La implementación de los saladeros permitió la conservación y el interés por la carne fue en aumento. Esto llevó a la organización de los corrales de abasto, mataderos en los que se faenaba a los animales de un modo controlado, evitando la matanza de animales robados e instrumentando medidas de higiene.

Ya en los primeros años del pueblo encontramos que la Municipalidad percibía mensualmente $ 846,50 por derechos de abasto y el comisario de corrales percibía un sueldo de $ 400.

Llegado el siglo XX, en la Memoria Municipal de 1906 (1), se aprecian los importantes progresos alcanzados en esta materia priorizando las medidas referidas a la salud pública y el control del trabajo de menores en ese ámbito insano. Decía el Intendente Emparanza en la citada Memoria:

Proyecto de Matadero

Proyecto de Matadero

 “Era lamentable por todo concepto el estado de los corrales de abasto locales. Las faenas de las reces se realizaban sacándolas a lazo de un corral de palo a pique y después de conducirlas así a una cierta distancia se producía el chocante espectáculo de desjarretar al animal y cuando con ello quedaba imposibilitado de todo movimiento se le degollaba y carneaba a pleno campo con gran perjuicio para la higiene, agravado aún por la carencia de inspección veterinaria, totalmente desconocida en este pueblo.

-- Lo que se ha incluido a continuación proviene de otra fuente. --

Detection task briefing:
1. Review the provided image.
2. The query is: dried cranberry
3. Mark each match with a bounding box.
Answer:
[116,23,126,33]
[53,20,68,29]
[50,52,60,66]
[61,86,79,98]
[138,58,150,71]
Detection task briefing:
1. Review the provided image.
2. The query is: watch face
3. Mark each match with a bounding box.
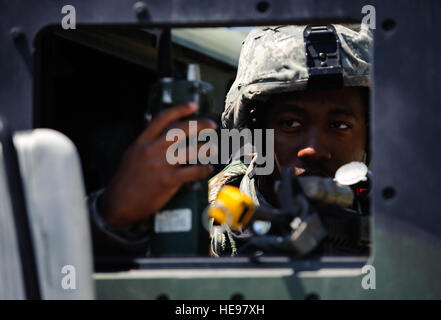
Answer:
[334,161,368,186]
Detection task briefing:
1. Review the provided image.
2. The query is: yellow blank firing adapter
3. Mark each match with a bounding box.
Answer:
[208,186,255,230]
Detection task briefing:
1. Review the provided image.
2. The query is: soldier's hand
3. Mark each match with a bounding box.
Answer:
[99,103,216,227]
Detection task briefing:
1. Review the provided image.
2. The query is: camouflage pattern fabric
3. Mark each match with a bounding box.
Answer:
[222,24,373,128]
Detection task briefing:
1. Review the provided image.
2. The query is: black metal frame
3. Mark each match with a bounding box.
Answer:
[0,0,441,298]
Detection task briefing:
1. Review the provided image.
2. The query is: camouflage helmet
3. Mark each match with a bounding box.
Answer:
[222,24,373,128]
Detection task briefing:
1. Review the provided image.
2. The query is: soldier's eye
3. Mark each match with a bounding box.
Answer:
[282,119,302,128]
[329,121,351,130]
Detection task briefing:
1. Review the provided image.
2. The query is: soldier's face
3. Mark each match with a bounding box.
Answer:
[265,87,368,177]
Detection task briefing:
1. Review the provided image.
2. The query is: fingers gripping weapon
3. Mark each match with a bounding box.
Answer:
[145,29,213,256]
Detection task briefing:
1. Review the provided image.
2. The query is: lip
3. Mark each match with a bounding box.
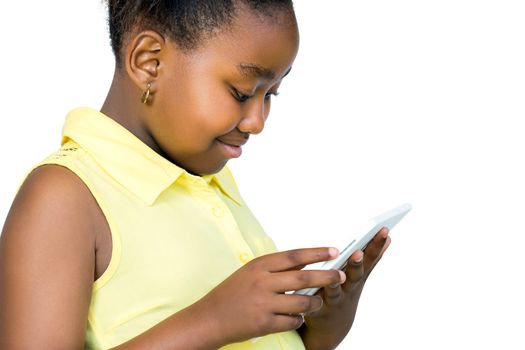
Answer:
[217,139,246,158]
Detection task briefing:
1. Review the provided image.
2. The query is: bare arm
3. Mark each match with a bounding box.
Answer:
[0,166,95,349]
[0,165,344,350]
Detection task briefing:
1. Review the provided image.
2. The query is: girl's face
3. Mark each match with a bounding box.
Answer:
[143,5,299,175]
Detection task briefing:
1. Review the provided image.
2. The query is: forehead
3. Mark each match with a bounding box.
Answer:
[177,8,299,80]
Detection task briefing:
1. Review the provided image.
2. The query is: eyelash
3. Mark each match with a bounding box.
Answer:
[233,88,279,103]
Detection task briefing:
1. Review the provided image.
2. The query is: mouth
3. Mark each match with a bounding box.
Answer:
[217,139,244,158]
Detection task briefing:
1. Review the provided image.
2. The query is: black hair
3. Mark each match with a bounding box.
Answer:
[106,0,293,66]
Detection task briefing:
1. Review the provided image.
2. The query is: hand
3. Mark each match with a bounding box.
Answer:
[299,228,390,350]
[191,248,344,345]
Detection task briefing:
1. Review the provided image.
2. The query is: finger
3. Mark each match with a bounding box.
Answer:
[343,250,365,290]
[322,283,343,306]
[268,270,345,293]
[272,294,323,315]
[261,314,304,335]
[253,248,339,272]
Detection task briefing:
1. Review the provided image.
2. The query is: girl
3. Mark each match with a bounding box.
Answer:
[0,0,390,350]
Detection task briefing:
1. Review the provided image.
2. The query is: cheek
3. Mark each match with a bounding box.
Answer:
[157,77,241,148]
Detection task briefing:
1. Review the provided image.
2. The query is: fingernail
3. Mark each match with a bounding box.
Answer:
[328,247,339,258]
[339,270,346,284]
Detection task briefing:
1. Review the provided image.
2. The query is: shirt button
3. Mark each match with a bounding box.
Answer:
[211,208,224,218]
[239,253,251,264]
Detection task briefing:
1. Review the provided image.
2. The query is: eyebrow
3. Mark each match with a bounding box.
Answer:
[237,63,292,80]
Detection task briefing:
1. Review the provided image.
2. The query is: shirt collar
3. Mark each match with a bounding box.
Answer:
[62,108,242,205]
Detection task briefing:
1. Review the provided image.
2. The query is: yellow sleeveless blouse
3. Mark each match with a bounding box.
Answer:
[37,108,304,350]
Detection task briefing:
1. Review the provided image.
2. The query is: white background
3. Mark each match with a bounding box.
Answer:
[0,0,525,349]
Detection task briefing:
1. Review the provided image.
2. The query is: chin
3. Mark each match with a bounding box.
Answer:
[190,160,228,176]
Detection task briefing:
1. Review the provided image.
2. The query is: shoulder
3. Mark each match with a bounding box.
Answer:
[0,165,96,349]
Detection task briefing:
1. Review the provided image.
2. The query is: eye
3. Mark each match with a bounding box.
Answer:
[232,88,253,102]
[264,91,279,100]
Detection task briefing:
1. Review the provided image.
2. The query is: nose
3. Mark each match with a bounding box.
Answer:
[237,101,269,134]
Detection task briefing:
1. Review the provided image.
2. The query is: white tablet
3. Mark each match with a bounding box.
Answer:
[294,203,412,295]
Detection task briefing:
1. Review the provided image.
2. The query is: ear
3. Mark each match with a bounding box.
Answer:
[124,30,166,92]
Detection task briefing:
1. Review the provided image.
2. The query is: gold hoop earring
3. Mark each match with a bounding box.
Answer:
[140,83,151,104]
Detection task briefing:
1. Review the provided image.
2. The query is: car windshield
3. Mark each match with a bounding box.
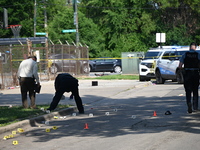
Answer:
[144,51,159,59]
[176,51,187,59]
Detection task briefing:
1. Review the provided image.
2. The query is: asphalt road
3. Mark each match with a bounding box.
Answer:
[0,80,200,150]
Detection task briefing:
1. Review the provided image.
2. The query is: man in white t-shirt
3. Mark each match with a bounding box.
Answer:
[17,56,40,109]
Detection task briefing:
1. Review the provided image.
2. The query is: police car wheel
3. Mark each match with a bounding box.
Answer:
[156,70,165,84]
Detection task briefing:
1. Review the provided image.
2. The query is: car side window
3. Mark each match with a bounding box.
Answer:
[96,59,104,62]
[162,51,170,59]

El cuadro bosquejado tenía una nota más desagradable si cabe y ello era el gran número de menores, casi niños, que intervenían en esas operaciones.

Arbitrar los medios de cortar radicalmente ese modus operandi fue una obsesión constante de mi ánimo hasta el momento que V. H. se dignó atender mi pedido y disponer la construcción de los actuales Corrales de Abasto inaugurados el 1º de Enero de 1906.

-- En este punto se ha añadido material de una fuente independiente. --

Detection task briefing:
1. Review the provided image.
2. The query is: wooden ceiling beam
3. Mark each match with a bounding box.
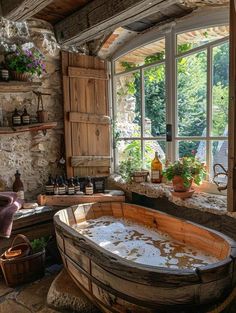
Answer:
[0,0,53,21]
[55,0,178,45]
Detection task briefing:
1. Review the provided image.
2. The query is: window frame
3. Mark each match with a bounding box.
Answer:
[111,7,229,190]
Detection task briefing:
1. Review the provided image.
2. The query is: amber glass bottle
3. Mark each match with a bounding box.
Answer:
[85,177,93,195]
[151,152,162,184]
[21,108,30,125]
[67,177,75,195]
[45,175,54,195]
[13,170,25,200]
[12,109,21,126]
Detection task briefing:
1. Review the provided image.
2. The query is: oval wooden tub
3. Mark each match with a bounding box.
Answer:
[54,203,236,313]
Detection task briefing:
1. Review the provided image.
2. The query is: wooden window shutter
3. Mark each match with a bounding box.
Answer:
[62,52,111,177]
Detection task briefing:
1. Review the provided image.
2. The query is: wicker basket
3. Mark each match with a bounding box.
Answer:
[0,236,45,287]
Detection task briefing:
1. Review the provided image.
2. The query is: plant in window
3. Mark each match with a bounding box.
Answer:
[163,156,206,192]
[6,46,46,80]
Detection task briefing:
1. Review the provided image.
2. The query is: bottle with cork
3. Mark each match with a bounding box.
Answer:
[67,177,75,195]
[85,177,93,195]
[13,170,25,200]
[12,108,21,126]
[21,108,30,125]
[45,174,54,195]
[151,152,162,184]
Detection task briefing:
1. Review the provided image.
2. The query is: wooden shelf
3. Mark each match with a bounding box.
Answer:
[0,122,57,135]
[38,193,125,207]
[0,81,42,93]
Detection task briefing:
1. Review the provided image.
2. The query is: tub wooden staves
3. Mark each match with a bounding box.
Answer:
[54,203,236,313]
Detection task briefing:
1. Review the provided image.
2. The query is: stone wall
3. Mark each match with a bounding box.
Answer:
[0,22,64,200]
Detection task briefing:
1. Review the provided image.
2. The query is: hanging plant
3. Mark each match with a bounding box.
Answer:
[6,46,46,77]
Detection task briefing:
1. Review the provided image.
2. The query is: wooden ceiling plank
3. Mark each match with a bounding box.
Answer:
[55,0,178,45]
[1,0,53,21]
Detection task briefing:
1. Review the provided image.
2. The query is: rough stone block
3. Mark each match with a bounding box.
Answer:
[47,269,100,313]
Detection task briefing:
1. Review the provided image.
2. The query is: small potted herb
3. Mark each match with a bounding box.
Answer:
[163,156,206,192]
[6,46,46,81]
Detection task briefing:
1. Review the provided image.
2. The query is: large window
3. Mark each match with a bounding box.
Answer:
[113,11,229,180]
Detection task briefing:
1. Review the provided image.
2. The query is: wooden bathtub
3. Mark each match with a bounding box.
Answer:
[54,203,236,313]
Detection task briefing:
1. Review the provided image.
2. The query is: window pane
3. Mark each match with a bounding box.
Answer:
[144,140,166,169]
[177,25,229,53]
[144,64,166,137]
[210,140,228,186]
[115,39,165,73]
[117,140,142,178]
[178,140,206,162]
[212,42,229,136]
[115,72,141,138]
[177,51,207,136]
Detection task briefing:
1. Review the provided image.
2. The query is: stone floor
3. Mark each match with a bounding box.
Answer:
[0,265,236,313]
[0,265,69,313]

El complemento de esa obra fue la designación de un médico veterinario municipal que inspeccionara la carne destinada al consumo, medida cuya necesidad era de esas que no pueden posponerse como lo demostró la práctica y lo verá V. H. en el informe más adelante agregado en que consta el elevado número de comisos efectuados, especialmente de haciendas afectadas de tuberculosis.

Durante el año 1906 se continuó el programa metódico de mejoramiento y al efecto se construyeron los alambrados interiores e instalaciones que se proyectaron por la Intendencia y que aumentando las comodidades del local colocan esa obra, hoy por hoy, dentro de sus modestas proporciones, en primera fila entre sus similares de las poblaciones rurales.

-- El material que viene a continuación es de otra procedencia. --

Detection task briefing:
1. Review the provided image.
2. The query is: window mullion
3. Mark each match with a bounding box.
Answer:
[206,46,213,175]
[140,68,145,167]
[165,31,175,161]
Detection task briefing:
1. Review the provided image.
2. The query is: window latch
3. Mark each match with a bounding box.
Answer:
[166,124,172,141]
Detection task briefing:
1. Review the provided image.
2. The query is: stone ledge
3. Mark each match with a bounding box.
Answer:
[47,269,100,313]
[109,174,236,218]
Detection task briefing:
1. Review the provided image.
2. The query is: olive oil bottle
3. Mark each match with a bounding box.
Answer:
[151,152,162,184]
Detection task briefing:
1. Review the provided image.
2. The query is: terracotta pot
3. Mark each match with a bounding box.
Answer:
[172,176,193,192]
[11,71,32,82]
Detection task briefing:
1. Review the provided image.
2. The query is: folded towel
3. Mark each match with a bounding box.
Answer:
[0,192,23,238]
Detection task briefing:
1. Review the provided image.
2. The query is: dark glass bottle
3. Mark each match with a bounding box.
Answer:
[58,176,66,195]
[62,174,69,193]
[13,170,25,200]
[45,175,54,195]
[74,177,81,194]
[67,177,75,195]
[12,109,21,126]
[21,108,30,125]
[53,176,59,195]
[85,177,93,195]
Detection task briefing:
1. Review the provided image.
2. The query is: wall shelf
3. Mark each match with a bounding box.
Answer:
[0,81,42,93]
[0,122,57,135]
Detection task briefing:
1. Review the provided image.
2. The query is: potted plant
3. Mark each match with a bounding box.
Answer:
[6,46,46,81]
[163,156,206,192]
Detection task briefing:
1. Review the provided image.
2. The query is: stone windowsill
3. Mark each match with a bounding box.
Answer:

En cuanto a la atención, cuidado y limpieza del local, nada deja que desear y llama justamente la atención de todos los visitantes.

En lo mencionado con el movimiento estadístico de la faena, me remito a las constancias del informe que más adelante agrego del señor Administrador de Corrales”.

En el Informe de la Inspección Veterinaria, al que alude Emparanza, el médico veterinario municipal, Julio C. de León, informaba que se realizaron 647 comisos parciales y 25 totales, dentro de estos últimos 17 lo fueron por tuberculosis generalizada.

Por su parte, el administrador de corrales, Pedro J. Ruíz, informaba que durante ese año de 1906 se faenaron 4520 vacas, 333 novillos, 85 bueyes y 7 terneros. En lanares: 391 capones y 2942 ovejas.